Finiscono i primi 45′ ma se non fosse per lo speaker che annuncia la pubblicità neanche mi accorgerei dell’intervallo. A livello sensoriale è pressoché uguale alla partita giocata. Sono pertanto quasi sollevato al triplice fischio. Ho appurato quanto pensavo e penso passerà parecchio tempo prima che rimetta piede in uno stadio. Nessuno di noi sa come e in che maniera si tornerà un giorno ma di certo, personalmente, per riavvicinarmi al calcio e agli spalti si dovrà almeno tornare alla situazione del marzo scorso. Che sì, è vero, non era facile ed esaltante a livello di fruibilità degli impianti e di repressione, ma garantiva comunque ancora una certa sopravvivenza (perché poi bisogna essere anche onesti: l’ultras del 2020 spesso e volentieri sopravviveva più che vivere). Questo altro non è che post-calcio.
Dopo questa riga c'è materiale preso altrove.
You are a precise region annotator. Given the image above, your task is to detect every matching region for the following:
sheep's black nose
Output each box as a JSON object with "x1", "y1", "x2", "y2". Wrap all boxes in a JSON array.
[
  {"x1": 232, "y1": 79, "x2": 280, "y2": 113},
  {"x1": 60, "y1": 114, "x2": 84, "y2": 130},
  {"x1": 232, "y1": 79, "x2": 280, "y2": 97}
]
Lascio la mia pettorina riproducendo uno dei pochi momenti “tradizionali” ancora esistenti. Dopodiché mi avvio celermente camminando per le strade fredde e deserte di Avellino. Con la parola “distanziamento” in auge non posso che pensare a quanto tutto quel mondo sembri ora distante. Addirittura mi sembra di aver vissuto una vita interrotta ad un certo punto e ricominciata in altro modo. Un modo senza dubbio più anonimo e meno stimolante.